Aun así, el expresionismo está lejos de ser un movimiento homogéneo, presentándose diferencias sustanciales entre sus creadores. Una de las principales diferencias que pueden percibirse entre Lang y Murnau es el papel que ocupa la ciudad y la forma de emplazamiento de las tomas. Por curioso que parezca, parte de estas diferencias pueden retrotraerse a misceláneas biográficas de cada uno de sus directores. Lang, hijo de arquitecto, siempre intentó llevar sus sets a un grado más allá de lo posible. Al ver “Metrópolis” -junto con “Tiempos modernos”, una de las sinécdoques más importantes de los miedos de la sociedad industrial- uno percibe en la inmensidad de sus edificios, en todo ese set tan larger than life (de hecho, la película costó cinco millones de francos, muy por encima del millón y medio estipulado, llevando a la quiebra a la UFA), la fascinación rayana en el miedo que sentía Lang por la ciudad. Murnau, en cambio, tiene una amplia preferencia por los espacios naturales, a menudo filmando en exteriores -como “Nosferatu” o “Tabú” (1931)- señalando la contraposición entre lo rural y lo urbano, tal como se puede percibir en “Amanecer” (1927), película ya perteneciente a su filmografía norteamericana, posiblemente uno de los films más deslumbrantes que se hayan hecho. A diferencia del imponentismo de Lang, generalmente realzado por un verticalismo duro filmado de manera estática, el cine de Murnau se caracteriza por sus tan hábiles como deslumbrantes movimientos de cámara, que curiosamente pueden retrotraerse a sus años de aviador durante la Primera Guerra Mundial (esto se puede ver claramente en “Fausto” en la virtuosa escena donde el protagonista vuela subido a la capa de Mefistófeles, viéndose todo un paisaje desde las alturas). La visión negativa o distópica de la ciudad se plasmaría en muchas otras obras y directores, entre ellos Karl Grune en “La calle” (1922), película donde la ciudad, creada en un gigantesco set, por momentos parece cobrar vida propia -unos focos de luz pestañean, como si observaran al protagonista/presa-, casi movida por un canibalismo hacia sus personajes. Robert Wiene, si bien tiene alguna que otra obra brillante como “Las manos de Orlac” (1924), no produjo películas tan buenas ni tan famosas como “El gabinete del doctor Caligari”.

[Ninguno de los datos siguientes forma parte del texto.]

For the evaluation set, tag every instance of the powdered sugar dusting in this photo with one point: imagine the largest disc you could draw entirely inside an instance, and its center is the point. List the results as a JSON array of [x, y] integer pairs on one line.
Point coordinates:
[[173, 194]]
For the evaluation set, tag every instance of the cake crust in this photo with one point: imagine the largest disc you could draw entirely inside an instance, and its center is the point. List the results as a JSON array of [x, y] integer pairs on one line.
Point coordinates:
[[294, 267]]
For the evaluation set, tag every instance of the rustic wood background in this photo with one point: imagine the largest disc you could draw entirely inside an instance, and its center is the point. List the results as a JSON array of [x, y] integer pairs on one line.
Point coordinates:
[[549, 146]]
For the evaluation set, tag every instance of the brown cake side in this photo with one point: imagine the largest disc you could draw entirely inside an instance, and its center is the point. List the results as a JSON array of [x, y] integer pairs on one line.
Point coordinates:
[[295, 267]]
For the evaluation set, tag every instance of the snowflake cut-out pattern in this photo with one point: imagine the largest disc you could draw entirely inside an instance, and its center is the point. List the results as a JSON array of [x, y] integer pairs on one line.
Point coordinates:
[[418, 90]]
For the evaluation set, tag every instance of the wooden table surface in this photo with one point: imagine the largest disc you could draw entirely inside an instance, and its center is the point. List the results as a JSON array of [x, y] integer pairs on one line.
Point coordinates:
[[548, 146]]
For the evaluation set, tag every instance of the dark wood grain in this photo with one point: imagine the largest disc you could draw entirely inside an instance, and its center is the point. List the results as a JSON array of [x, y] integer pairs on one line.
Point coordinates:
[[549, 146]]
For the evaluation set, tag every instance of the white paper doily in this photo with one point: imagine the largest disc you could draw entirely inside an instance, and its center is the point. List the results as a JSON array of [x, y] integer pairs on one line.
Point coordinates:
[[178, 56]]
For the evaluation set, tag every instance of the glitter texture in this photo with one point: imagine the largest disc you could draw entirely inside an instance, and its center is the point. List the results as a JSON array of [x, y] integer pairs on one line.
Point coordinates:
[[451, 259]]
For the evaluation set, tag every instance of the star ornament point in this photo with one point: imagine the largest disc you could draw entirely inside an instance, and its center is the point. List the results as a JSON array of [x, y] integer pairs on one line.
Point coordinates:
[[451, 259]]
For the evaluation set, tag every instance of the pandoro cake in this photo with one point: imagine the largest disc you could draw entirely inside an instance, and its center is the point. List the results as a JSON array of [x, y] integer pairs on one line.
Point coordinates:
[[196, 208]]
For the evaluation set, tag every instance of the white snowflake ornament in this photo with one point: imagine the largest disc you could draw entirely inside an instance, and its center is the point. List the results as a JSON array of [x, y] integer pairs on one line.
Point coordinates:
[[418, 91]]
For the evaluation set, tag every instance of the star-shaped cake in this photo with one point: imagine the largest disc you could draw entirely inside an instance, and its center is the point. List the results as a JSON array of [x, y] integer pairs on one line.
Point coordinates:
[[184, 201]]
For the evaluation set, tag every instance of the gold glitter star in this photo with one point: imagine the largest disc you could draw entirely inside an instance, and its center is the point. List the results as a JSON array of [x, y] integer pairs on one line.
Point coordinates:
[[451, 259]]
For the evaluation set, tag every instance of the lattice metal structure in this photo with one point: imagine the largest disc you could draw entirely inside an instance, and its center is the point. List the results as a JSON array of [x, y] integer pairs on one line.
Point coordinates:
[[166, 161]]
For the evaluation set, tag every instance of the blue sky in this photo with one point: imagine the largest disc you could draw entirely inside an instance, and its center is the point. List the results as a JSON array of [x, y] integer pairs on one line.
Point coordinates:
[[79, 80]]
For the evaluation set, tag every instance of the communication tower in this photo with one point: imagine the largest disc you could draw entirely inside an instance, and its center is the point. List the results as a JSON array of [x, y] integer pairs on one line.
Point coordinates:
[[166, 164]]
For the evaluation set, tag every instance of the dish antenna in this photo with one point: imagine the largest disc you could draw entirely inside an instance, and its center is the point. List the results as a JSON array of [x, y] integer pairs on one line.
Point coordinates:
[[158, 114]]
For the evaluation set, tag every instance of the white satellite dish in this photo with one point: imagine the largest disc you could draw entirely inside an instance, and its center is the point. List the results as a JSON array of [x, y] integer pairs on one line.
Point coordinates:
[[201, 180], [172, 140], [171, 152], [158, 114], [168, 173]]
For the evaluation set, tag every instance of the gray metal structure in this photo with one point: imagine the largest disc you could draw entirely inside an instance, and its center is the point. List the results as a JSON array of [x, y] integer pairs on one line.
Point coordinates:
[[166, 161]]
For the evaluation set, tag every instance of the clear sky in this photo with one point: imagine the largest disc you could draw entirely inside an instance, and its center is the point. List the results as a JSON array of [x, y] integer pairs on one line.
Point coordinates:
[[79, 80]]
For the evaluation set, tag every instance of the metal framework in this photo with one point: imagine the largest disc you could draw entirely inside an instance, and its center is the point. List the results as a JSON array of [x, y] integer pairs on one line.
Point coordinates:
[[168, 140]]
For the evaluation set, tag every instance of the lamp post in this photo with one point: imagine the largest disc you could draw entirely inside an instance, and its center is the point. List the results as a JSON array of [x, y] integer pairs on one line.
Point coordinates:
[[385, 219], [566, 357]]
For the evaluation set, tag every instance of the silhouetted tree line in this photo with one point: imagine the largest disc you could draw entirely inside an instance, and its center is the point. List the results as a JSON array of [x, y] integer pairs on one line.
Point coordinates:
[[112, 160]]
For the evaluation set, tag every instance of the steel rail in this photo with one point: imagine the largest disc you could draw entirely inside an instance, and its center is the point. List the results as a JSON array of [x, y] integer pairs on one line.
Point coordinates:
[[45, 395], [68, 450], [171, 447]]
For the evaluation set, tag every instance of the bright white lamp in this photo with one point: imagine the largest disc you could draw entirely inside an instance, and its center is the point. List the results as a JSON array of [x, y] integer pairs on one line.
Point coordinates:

El expresionismo cinematográfico alemán se caracteriza por haber sido desintegrado por el mismo enclave histórico del nazismo (para 1934 Riefenstahl ya estaba filmando “El triunfo de la voluntad”, con una UFA completamente transformada en instrumento propagandístico). Casi todos sus directores relevantes emigraron a Estados Unidos.

Murnau moriría conduciendo al estreno de su película “Tabú” en un sórdido accidente automovilístico y Fritz Lang seguiría realizando películas en Norteamérica, pero ganándose la fama de megalómano quejoso y siendo condenado a realizar films que no estaban a la altura de sus aspiraciones, ¿pero qué película lo estaba? Pabst fue un caso extraño, porque volvió a su país durante el ascenso del nazismo, razón por la cual muchos presuponen su simpatía por los nazis, entre éstos, Tarantino en su última película, “Bastardos sin gloria”.

El cine expresionista, más allá de que se puedan ver algunos de sus filmes en los ciclos de Cinemateca, fue una mesa de quirófano en la que se ensayaron nuevas formas de hacer y comercializar cine. Fue el mismo movimiento que inauguró o reformuló unos cuantos géneros como el horror, que inspiraría estilísticamente al filme noir y que incorporaría el realismo psicológico de los asesinos (con la brillante escena final de “M, el vampiro de Düsseldorf” -Lang, 1931- actuada por Peter Lorre). Desde la más oculta referencia noir en una película orientada a un público culto, hasta el look -o el ánimo- de algún adolescente emo fanático de Tim Burton y My Chemical Romance, todos le deben a este colectivo de artistas más de lo que pueden dar. A noventa años del Dr. Caligari, podría decirse que el sortilegio sigue intacto.